Math Help Forum - View Single Post

Chris L T521 · #7 July 5th, 2009, 01:41 PM

Quote:

Originally Posted by superdude

yes I did get that answer, plus or minus 5/2

part b) I'm stuck on again. "For those values of k, verify that every member of the family of functions y=Asinkt+Bcoskt is also a solution." (where A,B, and of course k, are constants).
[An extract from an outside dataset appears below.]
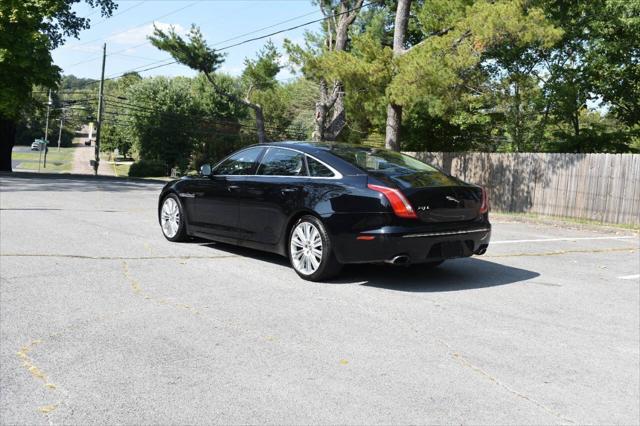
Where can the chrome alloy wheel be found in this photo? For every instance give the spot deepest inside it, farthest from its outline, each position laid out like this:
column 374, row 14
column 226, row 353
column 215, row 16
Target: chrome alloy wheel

This is what I did:

$\begin{aligned}y & = A\sin(kt)+B\cos(kt)\\y' & =Ak\cos(kt)-bk\sin(kt)\\y'' & =-Bk^2\cos(kt)-Ak^2\sin(kt)\end{aligned}$
then I plug in the value of k and get
$4(\frac{-25b\cos(5t/2)}{4}-\frac{25a\sin(5t/2)}{4})=-25b\cos(5{\color{red}t}/2)-25a\sin(5{\color{red}t}/2)$
I'm uncertain what to do next or if the question is completed

I'm sorry, how do I cause a line break with latex?

Note my correction in red first (you had k, when it should have been t).

Now, simplify the LHS to see that LHS = RHS which implies that the family of functions satisfies the differential equation.

To answer you're last question on LaTeX, click on the edited LaTeX image to see the code.